Los análisis que describían a Vladímir Putin como un genio de la geopolítica parecen haber errado. El dictador ruso ha logrado lo que décadas de esfuerzo comunitario fracasaron en alcanzar: las condiciones para una Unión Europea con autonomía estratégica. Durante años, uno de los mayores obstáculos para la construcción de un ejército europeo ha sido la política pacifista de Alemania. El compromiso de inversión del 2% del PIB y la partida extraordinaria de 100.000 millones de euros, conjugados con la sensación de urgencia por la arbitrariedad de la invasión rusa, parecen indicar un cambio de paradigma a escala no solo alemana, sino también comunitaria. En este sentido, cabe destacar que esta será la primera vez que se utilicen fondos comunitarios para el envío de armamento. Este resucitar estratégico tiene también importantes implicaciones para nuestro país, tan acostumbrado al seguidismo en cuestiones de política exterior. Tras unas semanas de relativa ambivalencia respecto al envío de armas, análoga a la alemana, nuestro país tiene ahora la responsabilidad (y la presión pública) de apoyar con armamento la resistencia ucrania.
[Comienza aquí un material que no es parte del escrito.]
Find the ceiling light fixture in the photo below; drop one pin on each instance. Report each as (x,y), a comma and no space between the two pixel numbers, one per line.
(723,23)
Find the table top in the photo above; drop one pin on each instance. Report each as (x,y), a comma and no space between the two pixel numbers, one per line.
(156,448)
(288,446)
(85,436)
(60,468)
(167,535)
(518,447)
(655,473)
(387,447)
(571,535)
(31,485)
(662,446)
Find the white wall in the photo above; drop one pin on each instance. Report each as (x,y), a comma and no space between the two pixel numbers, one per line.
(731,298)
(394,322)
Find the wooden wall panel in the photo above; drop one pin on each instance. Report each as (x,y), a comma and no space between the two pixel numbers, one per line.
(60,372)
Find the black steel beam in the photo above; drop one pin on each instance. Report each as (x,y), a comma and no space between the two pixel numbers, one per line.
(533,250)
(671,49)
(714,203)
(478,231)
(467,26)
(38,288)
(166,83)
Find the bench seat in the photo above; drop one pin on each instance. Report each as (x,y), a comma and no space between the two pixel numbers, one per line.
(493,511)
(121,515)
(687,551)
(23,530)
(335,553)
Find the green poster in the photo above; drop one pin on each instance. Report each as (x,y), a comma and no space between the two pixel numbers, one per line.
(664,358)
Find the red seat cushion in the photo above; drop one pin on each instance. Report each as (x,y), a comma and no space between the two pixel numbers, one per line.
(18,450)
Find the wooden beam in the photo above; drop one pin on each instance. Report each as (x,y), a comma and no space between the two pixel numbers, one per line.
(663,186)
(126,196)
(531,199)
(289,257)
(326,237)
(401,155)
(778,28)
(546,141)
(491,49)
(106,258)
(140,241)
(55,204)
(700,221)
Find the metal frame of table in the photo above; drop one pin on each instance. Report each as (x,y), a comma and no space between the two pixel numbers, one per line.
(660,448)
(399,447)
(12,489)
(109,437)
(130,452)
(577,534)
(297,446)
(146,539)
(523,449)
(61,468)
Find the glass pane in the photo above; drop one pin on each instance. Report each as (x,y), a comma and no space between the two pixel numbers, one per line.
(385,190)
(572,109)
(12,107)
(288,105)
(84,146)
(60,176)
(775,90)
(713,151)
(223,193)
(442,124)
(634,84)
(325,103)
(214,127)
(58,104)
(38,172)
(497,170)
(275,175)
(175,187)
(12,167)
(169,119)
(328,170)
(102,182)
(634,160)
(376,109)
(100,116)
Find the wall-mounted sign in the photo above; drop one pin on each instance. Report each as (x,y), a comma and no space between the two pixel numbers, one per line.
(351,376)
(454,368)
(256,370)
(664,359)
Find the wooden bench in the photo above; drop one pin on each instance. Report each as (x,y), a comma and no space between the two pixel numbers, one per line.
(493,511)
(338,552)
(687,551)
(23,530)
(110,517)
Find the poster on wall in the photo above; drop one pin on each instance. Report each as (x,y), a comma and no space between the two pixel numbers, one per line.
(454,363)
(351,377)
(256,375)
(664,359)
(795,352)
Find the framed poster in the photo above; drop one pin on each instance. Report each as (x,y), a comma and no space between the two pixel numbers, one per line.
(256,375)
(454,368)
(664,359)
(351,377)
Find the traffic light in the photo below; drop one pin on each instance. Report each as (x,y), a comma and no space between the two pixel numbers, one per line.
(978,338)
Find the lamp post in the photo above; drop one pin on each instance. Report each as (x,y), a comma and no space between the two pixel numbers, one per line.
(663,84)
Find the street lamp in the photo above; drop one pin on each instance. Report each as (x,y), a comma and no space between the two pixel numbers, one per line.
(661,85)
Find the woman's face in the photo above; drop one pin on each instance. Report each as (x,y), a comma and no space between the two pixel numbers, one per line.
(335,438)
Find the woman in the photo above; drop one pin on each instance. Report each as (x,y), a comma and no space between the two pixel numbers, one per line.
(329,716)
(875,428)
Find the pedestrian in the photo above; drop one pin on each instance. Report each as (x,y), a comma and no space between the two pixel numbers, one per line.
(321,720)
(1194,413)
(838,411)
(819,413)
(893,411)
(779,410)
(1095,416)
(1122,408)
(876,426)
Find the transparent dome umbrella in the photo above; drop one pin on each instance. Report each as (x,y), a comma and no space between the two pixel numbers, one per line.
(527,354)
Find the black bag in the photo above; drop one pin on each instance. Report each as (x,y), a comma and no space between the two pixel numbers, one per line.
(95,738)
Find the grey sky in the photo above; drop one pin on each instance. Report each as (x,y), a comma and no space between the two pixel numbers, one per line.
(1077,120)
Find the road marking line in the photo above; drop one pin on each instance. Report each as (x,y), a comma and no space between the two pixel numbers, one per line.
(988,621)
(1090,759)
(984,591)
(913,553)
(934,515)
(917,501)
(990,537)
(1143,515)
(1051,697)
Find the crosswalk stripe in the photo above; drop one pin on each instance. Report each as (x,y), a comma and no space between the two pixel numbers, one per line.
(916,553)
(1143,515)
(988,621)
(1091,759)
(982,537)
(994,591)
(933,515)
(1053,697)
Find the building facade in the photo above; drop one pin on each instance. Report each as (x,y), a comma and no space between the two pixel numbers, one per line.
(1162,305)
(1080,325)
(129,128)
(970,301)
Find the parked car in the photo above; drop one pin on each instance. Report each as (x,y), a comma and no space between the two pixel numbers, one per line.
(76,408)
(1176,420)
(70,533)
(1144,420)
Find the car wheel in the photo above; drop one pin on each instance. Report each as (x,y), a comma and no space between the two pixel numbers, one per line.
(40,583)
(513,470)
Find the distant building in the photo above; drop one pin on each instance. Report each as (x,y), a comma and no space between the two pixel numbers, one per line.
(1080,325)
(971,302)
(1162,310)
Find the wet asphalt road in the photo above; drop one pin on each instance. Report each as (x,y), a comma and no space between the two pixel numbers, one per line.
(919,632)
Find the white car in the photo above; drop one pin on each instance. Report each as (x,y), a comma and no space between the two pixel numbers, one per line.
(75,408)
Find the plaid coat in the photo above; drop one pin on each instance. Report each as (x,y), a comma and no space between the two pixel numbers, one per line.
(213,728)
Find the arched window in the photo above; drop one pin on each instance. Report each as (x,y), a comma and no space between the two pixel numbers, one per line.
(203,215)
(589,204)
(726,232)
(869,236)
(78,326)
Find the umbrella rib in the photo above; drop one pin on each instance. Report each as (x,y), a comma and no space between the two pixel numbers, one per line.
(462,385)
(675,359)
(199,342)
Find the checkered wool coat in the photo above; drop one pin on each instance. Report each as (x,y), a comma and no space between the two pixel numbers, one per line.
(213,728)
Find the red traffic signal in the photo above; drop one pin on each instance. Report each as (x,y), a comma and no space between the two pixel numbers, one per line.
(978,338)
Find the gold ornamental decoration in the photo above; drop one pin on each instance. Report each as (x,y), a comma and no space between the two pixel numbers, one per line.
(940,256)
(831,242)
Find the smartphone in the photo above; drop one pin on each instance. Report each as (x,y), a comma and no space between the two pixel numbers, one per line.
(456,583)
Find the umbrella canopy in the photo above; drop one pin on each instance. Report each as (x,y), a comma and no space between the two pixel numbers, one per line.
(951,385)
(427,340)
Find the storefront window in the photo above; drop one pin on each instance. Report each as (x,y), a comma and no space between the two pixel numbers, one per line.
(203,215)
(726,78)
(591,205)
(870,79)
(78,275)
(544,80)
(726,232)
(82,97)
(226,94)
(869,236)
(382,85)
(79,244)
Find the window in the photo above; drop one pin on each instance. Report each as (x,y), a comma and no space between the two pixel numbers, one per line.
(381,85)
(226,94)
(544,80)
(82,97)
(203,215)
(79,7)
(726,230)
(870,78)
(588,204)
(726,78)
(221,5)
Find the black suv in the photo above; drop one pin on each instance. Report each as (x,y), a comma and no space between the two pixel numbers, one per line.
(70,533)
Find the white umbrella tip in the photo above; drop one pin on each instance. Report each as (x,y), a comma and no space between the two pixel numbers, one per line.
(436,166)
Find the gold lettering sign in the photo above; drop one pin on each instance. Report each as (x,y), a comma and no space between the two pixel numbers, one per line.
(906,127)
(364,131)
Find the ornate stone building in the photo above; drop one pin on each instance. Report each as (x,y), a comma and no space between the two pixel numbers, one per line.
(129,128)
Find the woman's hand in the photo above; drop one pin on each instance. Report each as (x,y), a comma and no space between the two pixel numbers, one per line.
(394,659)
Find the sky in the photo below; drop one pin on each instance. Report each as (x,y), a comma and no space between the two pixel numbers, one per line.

Por último, la maniobra de Putin ha despertado a los líderes europeos de su letargo respecto a la urgencia de llevar a cabo la transición ecológica hacia energías renovables como queda patente tras el anuncio de Scholz de la neutralidad de carbono antes de 2045. La suspensión del Nord Stream 2 y las exhaustivas sanciones anunciadas la pasada semana servirán como terapia de choque para desengancharse del gas ruso. Pese a que es pronto para comprender en todos sus aspectos las implicaciones del giro estratégico alemán, pocos dudan de que la invasión de Ucrania ha inaugurado una nueva era.